Esa otra cosa
Ser de un equipo como el Atlético de Madrid te mantiene entretenido. No falta nunca la ocasión en que tienes que explicar tamaña rareza. Supongo que la mayoría de los psicoanalistas le preguntan a sus pacientes cuál es su equipo favorito antes de comenzar el tratamiento y si contestan que el Aleti se deben de frotar las manos. Menudo filón. Hasta la atinada campaña promocional que ideó la Sra. Rushmore dejó para la posteridad una pregunta sin respuesta: Papá, ¿por qué somos del Aleti? Yo me hice del Aleti una tarde en que jugaba un partido europeo contra el Borussia de Mönchengladbach. En realidad en cuanto oí ese nombre me quise hacer del Borussia, porque me recordaba a uno de mis ídolos, el barón Munchausen, pero mi compañero de cole, José María, lo tuvo muy claro: somos del Aleti. Sólo algunos años después descubrí que mi padre también era del Aleti, pero lo llevaba oculto. Seguí siendo del Aleti porque tenía un equipo de balonmano fenomenal y en mi primera adolescencia yo apuntaba maneras de Urdangarín, aunque me retiré antes de la competición por clarividencia y no he logrado casarme por falta de centímetros. Pero la afición por el Atlético de Madrid me ha acompañado aunque los nuevos dueños se cargaran el balonmano, la cantera y pronto el estadio. Es como un desgarro personal particular, como la úlcera de duodeno o incluso la miopía, que se opera pero vuelve a salir.
El 'Aleti' tiene que ser como el tipo que toca en el metro, pero a veces seduce más que el solista del Teatro Real
Pero últimamente el Atlético no emociona. No hay noticias de buen juego y el único aliciente es experimentar una montaña rusa emocional donde ninguna alegría dura más allá de dos partidos ni ninguna crisis termina con un partidazo ocasional. Vemos pasar a buenos jugadores por el equipo que acaban o desquiciados o en el Liverpool. Ambición existe, pero quizá puesta en el sitio equivocado. Nosotros no tenemos que aspirar a ganar la Liga cada año, sino a animarla, a divertirla, a sacudirla, a ponerla patas arriba y, como siempre, si un año todos los hados se alían, las brujas se descuidan, las meigas se emborrachan y hay eclipse de Real y Barça, pues vamos y ganamos, pero sin aspiración de continuidad. Para un aficionado del Aleti es hasta feo ganar, se trata de otra cosa. ¿Dónde está esa otra cosa?
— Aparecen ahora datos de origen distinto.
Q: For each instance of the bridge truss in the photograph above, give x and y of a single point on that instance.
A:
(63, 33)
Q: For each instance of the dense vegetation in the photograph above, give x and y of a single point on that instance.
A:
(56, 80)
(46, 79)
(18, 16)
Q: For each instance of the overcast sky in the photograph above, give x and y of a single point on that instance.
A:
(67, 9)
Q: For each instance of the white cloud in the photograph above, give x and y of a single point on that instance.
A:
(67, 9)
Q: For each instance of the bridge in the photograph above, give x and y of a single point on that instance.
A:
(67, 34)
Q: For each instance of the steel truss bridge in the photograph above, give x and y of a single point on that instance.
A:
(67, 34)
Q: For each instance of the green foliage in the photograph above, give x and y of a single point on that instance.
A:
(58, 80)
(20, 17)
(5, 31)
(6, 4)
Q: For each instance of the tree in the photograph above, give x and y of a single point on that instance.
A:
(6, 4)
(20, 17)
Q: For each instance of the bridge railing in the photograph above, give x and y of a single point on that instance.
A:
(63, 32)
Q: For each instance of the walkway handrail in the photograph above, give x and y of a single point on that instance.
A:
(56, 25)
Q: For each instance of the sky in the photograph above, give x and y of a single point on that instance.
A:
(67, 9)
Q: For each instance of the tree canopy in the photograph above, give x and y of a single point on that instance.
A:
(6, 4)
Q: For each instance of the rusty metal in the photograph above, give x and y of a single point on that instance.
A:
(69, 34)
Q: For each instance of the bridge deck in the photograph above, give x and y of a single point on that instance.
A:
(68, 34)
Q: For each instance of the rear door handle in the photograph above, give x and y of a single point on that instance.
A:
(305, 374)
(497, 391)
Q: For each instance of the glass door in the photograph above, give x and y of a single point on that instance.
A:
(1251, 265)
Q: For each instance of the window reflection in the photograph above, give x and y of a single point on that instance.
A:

Un amigo futbolista que jugó hace pocas semanas en el Calderón me llamó a darme el pésame. Me dijo: la propia afición del equipo es el peor enemigo de sus centrales, los silba, los aterroriza cuando el balón se aproxima. Pero la afición se sabe lo mejor del equipo y no hay quien la frene ni siquiera cuando toca irrumpir en el campo o en los vestuarios. Abel llegó al equipo el año pasado y ganó el primer partido. Dijo: "Los jugadores han captado mi mensaje". Quique llegó este año y perdió estrepitosamente con el Recre. Dijo: "Necesito jugadores que no me decepcionen". Pero ningún diagnóstico dura la semana completa. Para evitar esquizofrenia lo mejor sería asumir el lugar en el que se está. Los equipos llamados a ser secundarios en su ciudad tienen que tener un particular sentido de competitividad, de épica y de juego. La simpatía es un don que se pierde y que han perdido en los últimos años equipos como el Aleti y el Betis. Nadie les pide ganar, arrasar, como nadie le pide llevarse a la chica o salvar a la humanidad al actor de reparto en una película. Se le pide personalidad, encanto, viveza, para en tres secuencias dejar claro quién son, cómo actúan, para qué están en la película. El Atlético de Madrid necesita recuperar un determinado estilo, ser fiel a una manera de jugar, reconocible en un rasgo, en una pincelada. Dejar de fingir que podría ser George Clooney si es Pepe Isbert. Ser como un colegio malo, sin prestigio, donde quizá los niños no saldrán ministros, pero si un día consiguen recitar a Rubén Darío, te hacen saltar las lágrimas. Necesita tocar el violín y sacar la emoción, como ese tipo que toca en un pasillo del metro pero a veces seduce más que el solista del Teatro Real.